Got a friend who’s husband does not allow her to do overnight any where he controls her

to me that says he don’t trust her . Did say just ask for one night with kids too ( no he will miss me too much ) stopped asking but to think all the fun she’s missing out on cos of be controlling twat . She was invited to be bridesmaid but he had to tag along up north …. Narc

Ange1233556 · 17/04/2024 18:13

So weird!! I’m going away with my friends in a few weeks for long weekend in Ibiza. Cannot bloody wait!! Kids are 3,8 and 10. Husband was away last weekend with his friends.

I think child free time is really important as is spending time with your friends.

queensonia · 17/04/2024 18:18

It’s a Bank Holiday. Not Christmas

OldPerson · 17/04/2024 18:28

She suggested going away for the weekend?

You can just say no???????????????

Honestly! The perpetually offended that get offended by everything. I have no idea why anyone would even want their company for 3 days straight.

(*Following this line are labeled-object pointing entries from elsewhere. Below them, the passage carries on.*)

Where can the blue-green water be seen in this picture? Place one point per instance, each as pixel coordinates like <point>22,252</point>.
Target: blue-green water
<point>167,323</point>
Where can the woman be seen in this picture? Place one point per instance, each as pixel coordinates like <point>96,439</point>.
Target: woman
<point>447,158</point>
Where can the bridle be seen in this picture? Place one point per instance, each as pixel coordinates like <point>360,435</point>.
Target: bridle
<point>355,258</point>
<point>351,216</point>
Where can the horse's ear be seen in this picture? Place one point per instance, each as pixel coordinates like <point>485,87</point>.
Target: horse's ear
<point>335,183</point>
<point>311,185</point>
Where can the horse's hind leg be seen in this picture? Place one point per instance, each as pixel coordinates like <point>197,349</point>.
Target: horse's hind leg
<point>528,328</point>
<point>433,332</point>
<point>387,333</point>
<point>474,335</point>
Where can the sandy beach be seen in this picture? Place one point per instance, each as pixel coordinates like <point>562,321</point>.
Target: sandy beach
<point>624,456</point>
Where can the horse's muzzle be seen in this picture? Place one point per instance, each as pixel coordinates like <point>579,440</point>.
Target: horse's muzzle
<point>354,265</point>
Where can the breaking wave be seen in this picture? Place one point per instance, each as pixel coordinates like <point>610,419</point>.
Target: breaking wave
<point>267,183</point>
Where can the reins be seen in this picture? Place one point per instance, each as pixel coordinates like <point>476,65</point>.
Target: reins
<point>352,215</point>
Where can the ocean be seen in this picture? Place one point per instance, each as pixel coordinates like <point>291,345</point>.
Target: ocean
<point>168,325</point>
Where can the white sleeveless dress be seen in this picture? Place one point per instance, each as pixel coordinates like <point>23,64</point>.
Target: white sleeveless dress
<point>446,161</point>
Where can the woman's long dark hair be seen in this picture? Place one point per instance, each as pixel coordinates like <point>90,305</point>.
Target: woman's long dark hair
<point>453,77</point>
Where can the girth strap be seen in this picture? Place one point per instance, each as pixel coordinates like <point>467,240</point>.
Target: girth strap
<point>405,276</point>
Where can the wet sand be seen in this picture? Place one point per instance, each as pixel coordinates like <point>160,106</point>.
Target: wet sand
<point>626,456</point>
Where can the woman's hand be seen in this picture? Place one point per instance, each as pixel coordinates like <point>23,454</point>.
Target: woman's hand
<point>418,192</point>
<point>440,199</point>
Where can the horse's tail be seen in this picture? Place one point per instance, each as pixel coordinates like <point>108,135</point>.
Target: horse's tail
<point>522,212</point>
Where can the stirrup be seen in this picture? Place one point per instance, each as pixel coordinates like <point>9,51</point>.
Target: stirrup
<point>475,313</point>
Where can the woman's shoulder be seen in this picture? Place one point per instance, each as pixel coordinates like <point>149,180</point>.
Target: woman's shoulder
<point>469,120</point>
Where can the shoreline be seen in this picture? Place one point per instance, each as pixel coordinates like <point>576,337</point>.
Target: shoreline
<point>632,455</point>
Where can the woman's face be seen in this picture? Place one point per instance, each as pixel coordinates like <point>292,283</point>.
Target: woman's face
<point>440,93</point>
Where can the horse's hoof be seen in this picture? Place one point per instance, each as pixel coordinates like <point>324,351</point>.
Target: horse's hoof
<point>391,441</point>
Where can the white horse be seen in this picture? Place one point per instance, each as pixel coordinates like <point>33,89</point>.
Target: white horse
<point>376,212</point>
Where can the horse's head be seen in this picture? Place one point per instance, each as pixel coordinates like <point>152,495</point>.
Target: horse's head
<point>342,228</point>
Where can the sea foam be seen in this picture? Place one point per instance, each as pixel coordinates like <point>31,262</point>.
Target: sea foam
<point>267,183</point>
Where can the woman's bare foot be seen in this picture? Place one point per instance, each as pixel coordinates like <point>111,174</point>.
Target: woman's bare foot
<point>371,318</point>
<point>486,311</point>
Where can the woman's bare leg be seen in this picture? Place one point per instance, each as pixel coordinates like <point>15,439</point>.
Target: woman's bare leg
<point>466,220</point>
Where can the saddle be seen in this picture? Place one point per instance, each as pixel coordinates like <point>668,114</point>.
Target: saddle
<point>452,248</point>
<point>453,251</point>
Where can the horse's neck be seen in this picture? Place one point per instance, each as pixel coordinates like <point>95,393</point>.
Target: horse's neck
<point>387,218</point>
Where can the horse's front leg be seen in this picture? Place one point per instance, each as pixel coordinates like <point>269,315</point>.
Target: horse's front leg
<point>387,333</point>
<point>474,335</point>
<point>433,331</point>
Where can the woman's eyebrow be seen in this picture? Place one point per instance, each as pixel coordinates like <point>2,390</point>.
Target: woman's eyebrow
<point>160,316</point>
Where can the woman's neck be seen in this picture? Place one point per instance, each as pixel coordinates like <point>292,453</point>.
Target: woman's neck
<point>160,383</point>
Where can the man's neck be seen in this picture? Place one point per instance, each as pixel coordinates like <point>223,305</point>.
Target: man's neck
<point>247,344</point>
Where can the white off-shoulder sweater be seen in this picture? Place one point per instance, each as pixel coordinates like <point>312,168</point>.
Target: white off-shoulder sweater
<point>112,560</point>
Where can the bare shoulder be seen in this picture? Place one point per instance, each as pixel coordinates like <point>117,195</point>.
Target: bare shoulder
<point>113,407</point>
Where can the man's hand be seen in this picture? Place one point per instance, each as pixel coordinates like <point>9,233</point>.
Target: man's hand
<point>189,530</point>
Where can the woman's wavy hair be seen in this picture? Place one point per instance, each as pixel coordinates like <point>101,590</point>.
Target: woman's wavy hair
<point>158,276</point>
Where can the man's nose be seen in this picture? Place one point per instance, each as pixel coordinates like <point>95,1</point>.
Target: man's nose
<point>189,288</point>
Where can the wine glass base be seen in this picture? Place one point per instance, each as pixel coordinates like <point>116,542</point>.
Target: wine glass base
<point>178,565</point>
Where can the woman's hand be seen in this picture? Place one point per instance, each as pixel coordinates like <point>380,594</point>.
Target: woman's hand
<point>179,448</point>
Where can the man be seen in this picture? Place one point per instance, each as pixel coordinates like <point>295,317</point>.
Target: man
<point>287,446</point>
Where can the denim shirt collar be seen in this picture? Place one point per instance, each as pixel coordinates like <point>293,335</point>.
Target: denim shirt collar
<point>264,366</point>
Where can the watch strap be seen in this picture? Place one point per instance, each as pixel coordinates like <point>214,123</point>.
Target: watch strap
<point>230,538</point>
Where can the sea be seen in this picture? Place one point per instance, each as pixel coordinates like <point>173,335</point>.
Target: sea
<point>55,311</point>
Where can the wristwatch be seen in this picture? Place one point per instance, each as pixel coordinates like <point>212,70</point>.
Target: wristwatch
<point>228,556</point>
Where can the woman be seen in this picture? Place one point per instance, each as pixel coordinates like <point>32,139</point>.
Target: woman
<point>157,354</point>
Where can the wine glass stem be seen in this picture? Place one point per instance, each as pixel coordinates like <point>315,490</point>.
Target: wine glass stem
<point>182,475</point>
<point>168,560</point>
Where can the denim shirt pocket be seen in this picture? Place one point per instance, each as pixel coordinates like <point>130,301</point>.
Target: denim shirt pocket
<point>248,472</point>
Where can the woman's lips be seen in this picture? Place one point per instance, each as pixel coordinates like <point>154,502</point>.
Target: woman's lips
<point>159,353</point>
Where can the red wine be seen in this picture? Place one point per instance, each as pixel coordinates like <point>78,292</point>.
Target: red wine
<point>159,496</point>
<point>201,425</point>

Calamitousness · 17/04/2024 18:32

Wow @Bigbusheyeyebrows have you never done anything without your family. Has your husband never gone away with his friends either? It’s totally normal. I’ve been away without mine lots of times. So has my husband. Why would you not? I bet they would like having the house to themselves. It’s a different dynamic and gives dad more time to shine with his kids. You are massively unreasonable. Your friend is not.

Middleagedspreadisreal · 17/04/2024 18:33

So tell her? She's not forcing you. Don't know what your problem is really

Flozle · 17/04/2024 18:38

You’re being ridiculous and precious . She doesn’t have to think about your responsibility to your family. She invited you but you can say no if you want to.

1974devon · 17/04/2024 18:47

I think a lot of people in your situation with a partner and older children would feel happy going.
I have friends that work away Monday to Friday and leave hisbands and children on own.
I'm a solo parent so always on own with a child. It's not hard and your partner would cope fine.

venus7 · 17/04/2024 18:49

Bigbusheyeyebrows · 16/04/2024 17:36

My friend is single and will be child free bank holiday weekend while her (practically adult) children are at their dads. She has suggested me and her going away for the weekend

AIBU to think she's BU by asking her me to go away with her for the whole weekend, when I have a partner and younger (12, 14,15) DC at home ?

"Sorry partner & DC, amuse yourselves for the 3 days. I'm off for a jolly from the Friday. See you Monday bank holiday evening sometime"

I think it's out of order for me to just bugger off the whole 3 days and for my friend to think this is OK/expect me to go.

Have you considered saying 'no'?

misszebra · 17/04/2024 18:54

its almost like the world doesn't revolve around you! you are able to say no without the whole song and dance about what a selfish dreadful person she may or may not be. if you're this bothered maybe you shouldnt be friends with her.

goingslightlyinsane · 17/04/2024 19:01

Wow. Do you do anything without your family?
I wouldn't think twice and off I would go. Who cares if it's a bank holiday weekend. They are not even babies they are teenagers! (and I would still go then!)
Sometimes you have your put yourself first.

If you don't want to go don't go, there is no need to create a weird fuss. Mothers do do this kind of thing all the time. It is not abnormal.
Sorry if that sounds harsh- but you sound abit shiny. Flowers

CLCB07 · 17/04/2024 19:04

I'll go!

AllyArty · 17/04/2024 19:05

Yea she is probably thinking of herself primarily but u can say no thanks. You could suggest just going for a day out rather than a whole weekend

Jumpers4goalposts · 17/04/2024 19:12

YABU your kids are pretty much all teenagers and would probably prefer spending the time with their friends. No reason why you couldn’t or shouldn’t go away with your friend.

if you don’t want to go that’s fine, but don’t blame it on having kids at home.